Cleanliness is close to godliness, so homes are made squeaky clean and gleaming. If possible they are given a new coat of paint.
The scattered clan get together to celebrate the spirit. Gift giving adds an element of fun and surprise so purchases are made for family and friends.
Auspicious sweetmeats and other dishes such as halwas, barfis and jelabis are made in advance. The tummy is one of the easier routes into the hearts of both gods and man.
Flickering clay oil or ghee lamps are better than fairy lights, candles and lanterns but why not have them all because Lakshmi loves light. The brass oil lamp is the shining centrepiece ready for the occasion.
The host with the most comes out in everyone: a divine welcome means garlands of golden blossoms like marigolds and auspicious mango leaves are hung over the main entrance. Doorsteps are adorned with rangoli decorations made of raw rice or rice flour, with sattvik designs like lotus, swastika, and conch in auspicious colours like whites, yellows and vermillon to attract positive vibrations.
A soak, scrub behind the ears, and a long shower to rid yourself of the year’s grime is in order. so is a brand new saree or kurta to complete the occasion.

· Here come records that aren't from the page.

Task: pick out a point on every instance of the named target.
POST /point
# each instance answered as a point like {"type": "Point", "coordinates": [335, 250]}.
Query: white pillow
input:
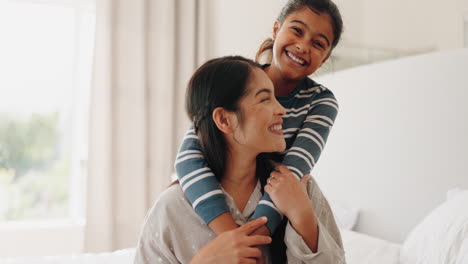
{"type": "Point", "coordinates": [440, 236]}
{"type": "Point", "coordinates": [346, 217]}
{"type": "Point", "coordinates": [463, 254]}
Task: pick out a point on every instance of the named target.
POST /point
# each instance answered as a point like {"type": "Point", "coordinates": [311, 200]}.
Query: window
{"type": "Point", "coordinates": [465, 30]}
{"type": "Point", "coordinates": [45, 66]}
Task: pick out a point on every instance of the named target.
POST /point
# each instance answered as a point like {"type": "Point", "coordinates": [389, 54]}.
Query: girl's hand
{"type": "Point", "coordinates": [235, 246]}
{"type": "Point", "coordinates": [288, 193]}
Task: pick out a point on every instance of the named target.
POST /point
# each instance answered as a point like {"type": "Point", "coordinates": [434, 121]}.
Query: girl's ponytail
{"type": "Point", "coordinates": [263, 57]}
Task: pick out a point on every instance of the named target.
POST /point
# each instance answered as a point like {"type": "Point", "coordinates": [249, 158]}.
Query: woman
{"type": "Point", "coordinates": [238, 120]}
{"type": "Point", "coordinates": [304, 36]}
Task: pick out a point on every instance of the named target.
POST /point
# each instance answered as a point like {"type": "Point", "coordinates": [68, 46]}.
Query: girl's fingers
{"type": "Point", "coordinates": [258, 240]}
{"type": "Point", "coordinates": [253, 225]}
{"type": "Point", "coordinates": [252, 252]}
{"type": "Point", "coordinates": [282, 169]}
{"type": "Point", "coordinates": [249, 261]}
{"type": "Point", "coordinates": [305, 178]}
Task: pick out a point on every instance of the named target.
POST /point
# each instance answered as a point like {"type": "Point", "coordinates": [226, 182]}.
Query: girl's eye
{"type": "Point", "coordinates": [318, 44]}
{"type": "Point", "coordinates": [297, 30]}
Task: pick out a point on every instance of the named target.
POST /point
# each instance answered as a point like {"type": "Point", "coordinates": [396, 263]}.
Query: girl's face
{"type": "Point", "coordinates": [260, 128]}
{"type": "Point", "coordinates": [302, 43]}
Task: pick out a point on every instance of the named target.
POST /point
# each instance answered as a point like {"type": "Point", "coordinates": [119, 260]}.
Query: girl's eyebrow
{"type": "Point", "coordinates": [262, 90]}
{"type": "Point", "coordinates": [307, 27]}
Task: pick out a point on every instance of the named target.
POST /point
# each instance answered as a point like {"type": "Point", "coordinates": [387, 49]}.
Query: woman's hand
{"type": "Point", "coordinates": [290, 197]}
{"type": "Point", "coordinates": [288, 193]}
{"type": "Point", "coordinates": [235, 246]}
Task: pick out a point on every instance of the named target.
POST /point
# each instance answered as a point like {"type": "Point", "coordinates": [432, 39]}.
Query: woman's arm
{"type": "Point", "coordinates": [235, 246]}
{"type": "Point", "coordinates": [200, 185]}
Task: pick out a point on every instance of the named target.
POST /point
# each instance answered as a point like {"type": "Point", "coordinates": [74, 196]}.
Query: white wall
{"type": "Point", "coordinates": [400, 140]}
{"type": "Point", "coordinates": [238, 27]}
{"type": "Point", "coordinates": [414, 24]}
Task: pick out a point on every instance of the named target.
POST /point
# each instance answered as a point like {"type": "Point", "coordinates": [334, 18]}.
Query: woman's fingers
{"type": "Point", "coordinates": [252, 252]}
{"type": "Point", "coordinates": [305, 178]}
{"type": "Point", "coordinates": [249, 261]}
{"type": "Point", "coordinates": [253, 225]}
{"type": "Point", "coordinates": [258, 240]}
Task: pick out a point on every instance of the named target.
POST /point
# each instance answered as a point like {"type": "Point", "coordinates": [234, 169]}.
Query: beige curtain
{"type": "Point", "coordinates": [145, 52]}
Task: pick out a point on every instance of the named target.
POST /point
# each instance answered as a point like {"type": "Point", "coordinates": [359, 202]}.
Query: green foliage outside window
{"type": "Point", "coordinates": [33, 169]}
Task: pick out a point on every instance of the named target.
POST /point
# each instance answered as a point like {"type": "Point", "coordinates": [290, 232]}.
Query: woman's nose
{"type": "Point", "coordinates": [280, 109]}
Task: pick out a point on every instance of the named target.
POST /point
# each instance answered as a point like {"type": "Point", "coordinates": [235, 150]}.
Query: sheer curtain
{"type": "Point", "coordinates": [145, 52]}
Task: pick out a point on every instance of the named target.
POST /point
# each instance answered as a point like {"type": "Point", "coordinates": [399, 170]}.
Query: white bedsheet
{"type": "Point", "coordinates": [359, 248]}
{"type": "Point", "coordinates": [364, 249]}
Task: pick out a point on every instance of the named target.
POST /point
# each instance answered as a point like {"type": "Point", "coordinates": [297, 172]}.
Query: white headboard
{"type": "Point", "coordinates": [400, 140]}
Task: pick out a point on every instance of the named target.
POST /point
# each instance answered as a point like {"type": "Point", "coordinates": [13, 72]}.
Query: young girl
{"type": "Point", "coordinates": [236, 116]}
{"type": "Point", "coordinates": [304, 36]}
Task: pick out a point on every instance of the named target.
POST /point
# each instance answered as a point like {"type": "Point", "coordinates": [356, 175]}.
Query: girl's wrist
{"type": "Point", "coordinates": [302, 217]}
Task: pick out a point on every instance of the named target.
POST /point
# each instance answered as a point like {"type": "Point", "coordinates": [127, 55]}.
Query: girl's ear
{"type": "Point", "coordinates": [224, 120]}
{"type": "Point", "coordinates": [276, 27]}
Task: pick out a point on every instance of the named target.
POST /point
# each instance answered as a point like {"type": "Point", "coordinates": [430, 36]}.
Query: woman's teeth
{"type": "Point", "coordinates": [276, 128]}
{"type": "Point", "coordinates": [294, 58]}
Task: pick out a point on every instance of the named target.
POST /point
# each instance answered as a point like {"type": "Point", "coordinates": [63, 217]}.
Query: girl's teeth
{"type": "Point", "coordinates": [276, 127]}
{"type": "Point", "coordinates": [294, 58]}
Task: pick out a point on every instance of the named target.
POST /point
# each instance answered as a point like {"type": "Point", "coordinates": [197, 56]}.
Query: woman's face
{"type": "Point", "coordinates": [260, 126]}
{"type": "Point", "coordinates": [302, 43]}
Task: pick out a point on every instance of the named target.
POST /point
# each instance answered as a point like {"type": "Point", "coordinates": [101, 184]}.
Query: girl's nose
{"type": "Point", "coordinates": [301, 48]}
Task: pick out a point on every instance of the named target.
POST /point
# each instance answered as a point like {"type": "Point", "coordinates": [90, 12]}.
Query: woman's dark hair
{"type": "Point", "coordinates": [222, 82]}
{"type": "Point", "coordinates": [319, 6]}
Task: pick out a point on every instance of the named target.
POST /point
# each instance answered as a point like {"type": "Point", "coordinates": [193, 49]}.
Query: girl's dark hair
{"type": "Point", "coordinates": [320, 6]}
{"type": "Point", "coordinates": [222, 82]}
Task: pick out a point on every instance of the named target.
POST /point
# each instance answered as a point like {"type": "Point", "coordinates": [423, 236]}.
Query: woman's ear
{"type": "Point", "coordinates": [224, 120]}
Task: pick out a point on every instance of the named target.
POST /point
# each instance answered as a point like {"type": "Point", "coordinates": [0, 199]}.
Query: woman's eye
{"type": "Point", "coordinates": [297, 30]}
{"type": "Point", "coordinates": [318, 44]}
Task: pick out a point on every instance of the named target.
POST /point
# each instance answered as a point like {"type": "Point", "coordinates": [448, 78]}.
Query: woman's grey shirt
{"type": "Point", "coordinates": [174, 233]}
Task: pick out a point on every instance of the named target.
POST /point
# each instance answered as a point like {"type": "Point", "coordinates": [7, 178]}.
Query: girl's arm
{"type": "Point", "coordinates": [311, 235]}
{"type": "Point", "coordinates": [200, 185]}
{"type": "Point", "coordinates": [310, 139]}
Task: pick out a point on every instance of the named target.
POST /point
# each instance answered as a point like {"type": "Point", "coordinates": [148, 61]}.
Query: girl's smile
{"type": "Point", "coordinates": [302, 44]}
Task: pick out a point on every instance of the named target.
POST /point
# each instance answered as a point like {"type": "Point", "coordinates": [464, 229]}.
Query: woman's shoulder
{"type": "Point", "coordinates": [308, 83]}
{"type": "Point", "coordinates": [168, 204]}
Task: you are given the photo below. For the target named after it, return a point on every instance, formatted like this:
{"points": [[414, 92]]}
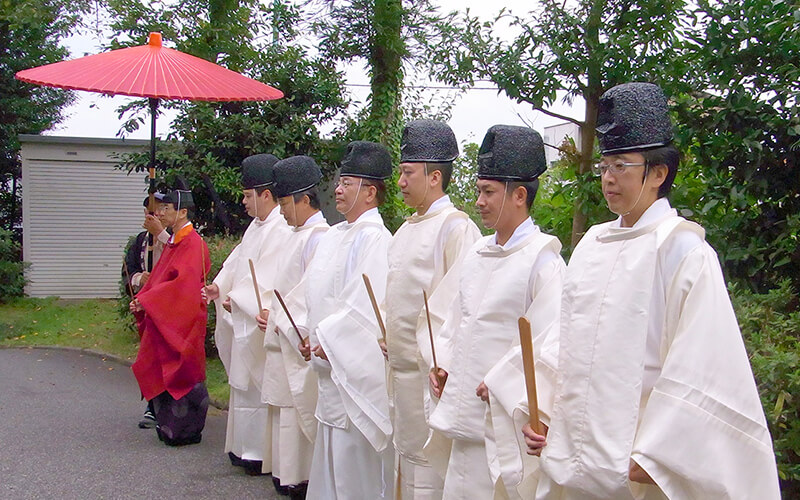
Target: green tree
{"points": [[384, 34], [573, 49], [741, 127], [31, 32], [211, 139]]}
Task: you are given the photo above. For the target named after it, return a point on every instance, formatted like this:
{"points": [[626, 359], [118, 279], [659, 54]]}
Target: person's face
{"points": [[161, 209], [490, 203], [288, 209], [347, 191], [413, 183], [169, 215], [622, 189], [249, 200]]}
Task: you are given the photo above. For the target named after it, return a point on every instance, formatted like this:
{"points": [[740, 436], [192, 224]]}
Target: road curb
{"points": [[103, 355]]}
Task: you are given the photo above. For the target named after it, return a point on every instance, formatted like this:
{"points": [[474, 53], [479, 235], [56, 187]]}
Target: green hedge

To keep the mind pure, soothing sattvic music like bhajans and shlokas that please gods are played. Bathing with oil massages (abhyangasna) also increases sattvic energy.
Unfinished business and outstanding matters are brought to a close. Disputes and debts are settled.
A stock sparklers, skyrockets and pinwheels is piled up to celebrate with a bang.
It’s not everyday that gods make housecalls, so it’s an opportunity to gather blessings.
Hindu kovils across the island will be holding special poojas during this period. To catch some of the good vibes, attend one at the kovils closest to you.